Biostatistics and Epidemiology/Research Design Component, Division of Clinical and Translational Sciences, Department of Internal Medicine, University of Texas McGovern Medical School, Houston, Texas, USA.
Division of Biostatistics and Epidemiology, Cincinnati Children's Hospital, Cincinnati, Ohio, USA.
Stat Med. 2021 Mar 30;40(7):1845-1858. doi: 10.1002/sim.8875. Epub 2021 Jan 10.
A frequent problem in longitudinal studies is that data may be assessed at subject-selected, irregularly spaced time-points, resulting in highly unbalanced outcome data, inducing bias, especially if availability of data is directly related to outcome. Our aim was to develop a multivariate joint model in a mixed outcomes framework to minimize irregular sampling bias. We demonstrate using blood glucose monitoring throughout pregnancy and risk of preterm birth among women with type 1 diabetes mellitus. Blood glucose measurements were unequally spaced and intensity of sampling varied between and within individuals over time. Multivariate linear mixed effects submodel for the longitudinal outcome (blood glucose), Poisson model for the intensity of glucose sampling, and logistic regression model for binary process (preterm birth) were specified. Association between models is captured through shared random effects. Markov chain Monte Carlo methods were used to fit the model. The multivariate joint model provided better prediction, compared with a joint model with a multivariate linear mixed effects submodel (ignoring intensity of glucose sampling) and a two-stage model. Most association parameters were significant in the preterm birth outcome model, signifying improvement of predictive ability of the binary endpoint by sharing random effects between glucose monitoring and preterm birth. A simulation study is presented to illustrate the effectiveness of the multivariate joint modeling approach.

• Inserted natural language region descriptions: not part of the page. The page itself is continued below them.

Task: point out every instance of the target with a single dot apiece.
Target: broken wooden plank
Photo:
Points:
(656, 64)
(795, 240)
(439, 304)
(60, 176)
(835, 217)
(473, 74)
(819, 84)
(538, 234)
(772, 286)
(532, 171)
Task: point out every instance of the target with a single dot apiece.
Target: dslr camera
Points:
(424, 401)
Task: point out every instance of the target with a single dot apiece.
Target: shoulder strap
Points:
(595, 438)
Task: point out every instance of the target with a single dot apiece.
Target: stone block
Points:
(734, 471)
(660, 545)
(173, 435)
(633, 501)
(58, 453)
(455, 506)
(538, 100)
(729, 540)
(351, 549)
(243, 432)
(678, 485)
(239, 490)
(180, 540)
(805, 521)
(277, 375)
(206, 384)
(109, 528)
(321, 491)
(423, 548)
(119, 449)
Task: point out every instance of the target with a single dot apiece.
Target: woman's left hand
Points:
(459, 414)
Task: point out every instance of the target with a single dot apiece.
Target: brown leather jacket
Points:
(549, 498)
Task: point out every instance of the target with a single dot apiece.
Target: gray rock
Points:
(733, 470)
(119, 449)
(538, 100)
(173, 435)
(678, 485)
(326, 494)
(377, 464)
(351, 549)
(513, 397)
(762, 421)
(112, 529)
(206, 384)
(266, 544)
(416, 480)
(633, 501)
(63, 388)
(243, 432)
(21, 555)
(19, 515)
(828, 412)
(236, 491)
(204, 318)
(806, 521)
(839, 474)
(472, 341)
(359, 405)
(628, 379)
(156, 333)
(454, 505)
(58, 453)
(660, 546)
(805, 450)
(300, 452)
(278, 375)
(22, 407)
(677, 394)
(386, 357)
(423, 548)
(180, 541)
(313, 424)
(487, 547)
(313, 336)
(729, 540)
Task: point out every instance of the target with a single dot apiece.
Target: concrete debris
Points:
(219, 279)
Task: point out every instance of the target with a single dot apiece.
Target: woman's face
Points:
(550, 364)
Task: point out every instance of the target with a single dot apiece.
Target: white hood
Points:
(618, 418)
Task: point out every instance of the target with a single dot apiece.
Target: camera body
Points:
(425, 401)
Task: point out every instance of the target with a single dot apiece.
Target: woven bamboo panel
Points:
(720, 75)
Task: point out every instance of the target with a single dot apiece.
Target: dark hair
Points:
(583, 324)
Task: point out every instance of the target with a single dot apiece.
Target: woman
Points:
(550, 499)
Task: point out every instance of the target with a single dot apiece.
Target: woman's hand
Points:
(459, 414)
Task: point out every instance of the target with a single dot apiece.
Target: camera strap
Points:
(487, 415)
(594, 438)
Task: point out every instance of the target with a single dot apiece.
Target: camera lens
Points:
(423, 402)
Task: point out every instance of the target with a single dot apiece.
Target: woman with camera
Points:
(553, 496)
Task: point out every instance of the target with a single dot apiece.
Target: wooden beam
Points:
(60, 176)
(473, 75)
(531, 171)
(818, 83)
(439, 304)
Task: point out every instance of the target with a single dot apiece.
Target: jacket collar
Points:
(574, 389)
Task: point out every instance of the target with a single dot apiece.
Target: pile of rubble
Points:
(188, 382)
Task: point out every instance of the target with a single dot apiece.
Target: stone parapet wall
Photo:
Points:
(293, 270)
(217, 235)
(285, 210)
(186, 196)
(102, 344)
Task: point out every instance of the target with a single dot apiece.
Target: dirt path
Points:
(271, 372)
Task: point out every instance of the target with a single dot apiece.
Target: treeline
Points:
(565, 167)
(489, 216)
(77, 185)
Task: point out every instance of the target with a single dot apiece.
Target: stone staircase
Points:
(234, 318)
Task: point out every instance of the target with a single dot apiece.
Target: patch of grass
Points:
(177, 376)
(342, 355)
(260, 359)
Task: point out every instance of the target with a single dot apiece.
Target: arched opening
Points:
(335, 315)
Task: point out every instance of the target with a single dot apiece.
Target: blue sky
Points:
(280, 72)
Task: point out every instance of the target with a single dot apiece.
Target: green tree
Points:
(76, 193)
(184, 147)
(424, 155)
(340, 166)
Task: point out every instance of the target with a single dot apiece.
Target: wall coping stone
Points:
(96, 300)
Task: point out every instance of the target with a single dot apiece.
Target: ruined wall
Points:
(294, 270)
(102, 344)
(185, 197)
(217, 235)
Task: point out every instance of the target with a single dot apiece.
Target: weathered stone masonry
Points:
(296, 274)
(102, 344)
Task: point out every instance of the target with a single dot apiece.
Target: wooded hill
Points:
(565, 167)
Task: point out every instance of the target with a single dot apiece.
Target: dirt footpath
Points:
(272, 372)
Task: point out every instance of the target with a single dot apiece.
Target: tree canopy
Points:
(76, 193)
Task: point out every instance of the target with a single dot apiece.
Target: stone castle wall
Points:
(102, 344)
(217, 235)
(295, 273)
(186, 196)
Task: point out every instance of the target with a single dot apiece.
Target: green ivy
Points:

在纵向研究中,一个常见的问题是数据可能是在受试者选择的、不规则间隔的时间点进行评估的,这导致结果数据极不平衡,从而产生偏差,特别是如果数据的可用性与结果直接相关。我们的目的是在混合结果框架中开发一个多变量联合模型,以最小化不规则采样偏差。我们使用整个怀孕期间的血糖监测和 1 型糖尿病患者早产的风险来演示。血糖测量的间隔不均匀,随着时间的推移,个体之间和个体内部的采样强度也有所不同。指定了用于纵向结果(血糖)的多变量线性混合效应子模型、用于葡萄糖采样强度的泊松模型以及用于二项过程(早产)的逻辑回归模型。通过共享随机效应来捕捉模型之间的关联。使用马尔可夫链蒙特卡罗方法拟合模型。与仅具有多变量线性混合效应子模型(忽略葡萄糖采样强度)和两阶段模型的联合模型相比,多变量联合模型提供了更好的预测。早产结局模型中的大多数关联参数均具有统计学意义,这表明通过在血糖监测和早产之间共享随机效应,可以提高二项终点的预测能力。提出了一项模拟研究来说明多变量联合建模方法的有效性。